## Introduction and Schema Diagram

In [1]:
%%capture
%load_ext sql
%sql sqlite:///chinook.db

'Connected: None@chinook.db'

## Overview of the Data

In [2]:
%%sql
SELECT
    name,
    type
FROM sqlite_master
WHERE type IN ("table","view");

Done.


name,type
album,table
artist,table
customer,table
employee,table
genre,table
invoice,table
invoice_line,table
media_type,table
playlist,table
playlist_track,table


In [3]:
%%sql 
SELECT * FROM album
LIMIT 10;

Done.


album_id,title,artist_id
1,For Those About To Rock We Salute You,1
2,Balls to the Wall,2
3,Restless and Wild,2
4,Let There Be Rock,1
5,Big Ones,3
6,Jagged Little Pill,4
7,Facelift,5
8,Warner 25 Anos,6
9,Plays Metallica By Four Cellos,7
10,Audioslave,8


In [4]:
%%sql
with USA_Tracks as (
SELECT il.track_id,count(il.track_id) tracks_count FROM customer c 
INNER JOIN invoice i on i.customer_id = c.customer_id 
INNER JOIN invoice_line il on  il.invoice_id = i.invoice_id
WHERE c.country = 'USA'
group by il.track_id),

track_genre as (
select t.track_id, g.name genre from track t 
inner join genre g on t.genre_id = g.genre_id 
)

select tg.genre, sum(tracks_count) tracks_sold, 
round(cast(sum(tracks_count) as float)*100/(select sum(tracks_count) from usa_tracks),3) percentage_sold
from usa_tracks ut
inner join track_genre tg on tg.track_id = ut.track_id
group by tg.genre
order by 2 desc



Done.


genre,tracks_sold,percentage_sold
Rock,561,53.378
Alternative & Punk,130,12.369
Metal,124,11.798
R&B/Soul,53,5.043
Blues,36,3.425
Alternative,35,3.33
Latin,22,2.093
Pop,22,2.093
Hip Hop/Rap,20,1.903
Jazz,14,1.332




Based on the sales of tracks across different genres in the USA, we should purchase the new albums by the following artists:

   - Red Tone (Punk)
   - Slim Jim Bites (Blues)
   - Meteor and the Girls (Pop)

It's worth keeping in mind that combined, these three genres only make up only 17% of total sales, so we should be on the lookout for artists and albums from the 'rock' genre, which accounts for 53% of sales.

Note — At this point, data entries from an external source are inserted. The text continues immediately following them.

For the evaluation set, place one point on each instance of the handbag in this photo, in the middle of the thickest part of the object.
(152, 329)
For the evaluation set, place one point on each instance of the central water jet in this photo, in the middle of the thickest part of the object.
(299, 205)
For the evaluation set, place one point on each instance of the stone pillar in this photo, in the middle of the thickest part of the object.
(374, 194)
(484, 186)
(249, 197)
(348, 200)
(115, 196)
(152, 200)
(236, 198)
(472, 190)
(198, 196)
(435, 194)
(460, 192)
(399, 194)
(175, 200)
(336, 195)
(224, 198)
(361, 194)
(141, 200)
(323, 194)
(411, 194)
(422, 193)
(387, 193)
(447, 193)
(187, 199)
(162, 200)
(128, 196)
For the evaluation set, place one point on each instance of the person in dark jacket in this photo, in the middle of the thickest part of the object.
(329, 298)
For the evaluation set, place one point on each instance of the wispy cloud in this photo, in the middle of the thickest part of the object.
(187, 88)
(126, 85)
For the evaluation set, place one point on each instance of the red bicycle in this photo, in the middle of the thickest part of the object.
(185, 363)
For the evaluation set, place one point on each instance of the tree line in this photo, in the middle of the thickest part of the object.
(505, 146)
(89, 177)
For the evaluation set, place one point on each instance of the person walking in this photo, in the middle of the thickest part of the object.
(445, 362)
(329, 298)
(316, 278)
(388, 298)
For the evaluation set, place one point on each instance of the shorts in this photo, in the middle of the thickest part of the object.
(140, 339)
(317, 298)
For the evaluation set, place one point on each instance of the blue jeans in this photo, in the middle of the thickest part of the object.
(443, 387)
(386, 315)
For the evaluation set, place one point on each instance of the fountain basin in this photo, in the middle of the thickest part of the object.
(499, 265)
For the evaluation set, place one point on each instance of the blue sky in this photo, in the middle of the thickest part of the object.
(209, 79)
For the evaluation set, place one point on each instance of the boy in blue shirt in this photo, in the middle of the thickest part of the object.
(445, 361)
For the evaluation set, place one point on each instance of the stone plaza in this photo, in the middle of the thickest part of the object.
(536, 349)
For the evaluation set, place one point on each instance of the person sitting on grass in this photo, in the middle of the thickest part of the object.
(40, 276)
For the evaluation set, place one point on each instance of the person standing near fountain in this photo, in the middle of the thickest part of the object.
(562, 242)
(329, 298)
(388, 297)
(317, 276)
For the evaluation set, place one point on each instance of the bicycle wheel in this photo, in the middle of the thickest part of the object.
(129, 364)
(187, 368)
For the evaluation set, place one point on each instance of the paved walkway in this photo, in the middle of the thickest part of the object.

## Analyzing Employee Sales Performance

In [5]:
%%sql 
select e.first_name||' '||e.last_name employee, e.hire_date, round(sum(i.total),3) total_sales from customer c 
inner join (select  customer_id, sum(total) total from invoice group by customer_id )as i on i.customer_id = c.customer_id
inner join employee e on e.employee_id = c.support_rep_id 
group by 1 ,2
order by 3 desc

Done.


employee,hire_date,total_sales
Jane Peacock,2017-04-01 00:00:00,1731.51
Margaret Park,2017-05-03 00:00:00,1584.0
Steve Johnson,2017-10-17 00:00:00,1393.92


While there is a 20% difference in sales between Jane (the top employee) and Steve (the bottom employee), the difference roughly corresponds with the differences in their hiring dates.

%%sql
select distinct(country) from customer

## Purchases by country

In [43]:
%%sql 
with Cntry_total as (select c.country,count(distinct(c.customer_id)) cnt ,sum(total) total
from Invoice i 
left  join Customer c on i.customer_id = c.customer_id 
group by c.country),

country_count as (select s.*, 
case 
    when s.cnt =1 then 'other'
    else s.country
    end as cntry

from Cntry_total s),

Country_Order as (select cntry, sum(cnt) CNT ,sum(total) TOTAL,
case 
when cntry = 'other' then 1 
else 0
end  as sort 
from country_count
group by cntry)


SELECT CO.CNTRY 'Country', Co.cnt " Customers", Co.Total "total_sales", co.total/co.cnt customer_lifetime_value
 FROM COUNTRY_ORDER CO
ORDER BY CO.SORT ,CO.TOTAL desc

Done.


Country,Customers,total_sales,customer_lifetime_value
USA,13,1040.4899999999998,80.0376923076923
Canada,8,535.5900000000001,66.94875000000002
Brazil,5,427.68000000000006,85.53600000000002
France,5,389.0699999999999,77.81399999999998
Germany,4,334.62,83.655
Czech Republic,2,273.24000000000007,136.62000000000003
United Kingdom,3,245.52,81.84
Portugal,2,185.13,92.565
India,2,183.15,91.575
other,15,1094.9399999999998,72.996




Based on the data, there may be opportunity in the following countries:

  - Czech Republic
  - United Kingdom
  - India

It's worth keeping in mind that because the amount of data from each of these countries is relatively low. Because of this, we should be cautious spending too much money on new marketing campaigns, as the sample size is not large enough to give us high confidence. A better approach would be to run small campaigns in these countries, collecting and analyzing the new customers to make sure that these trends hold with new customers.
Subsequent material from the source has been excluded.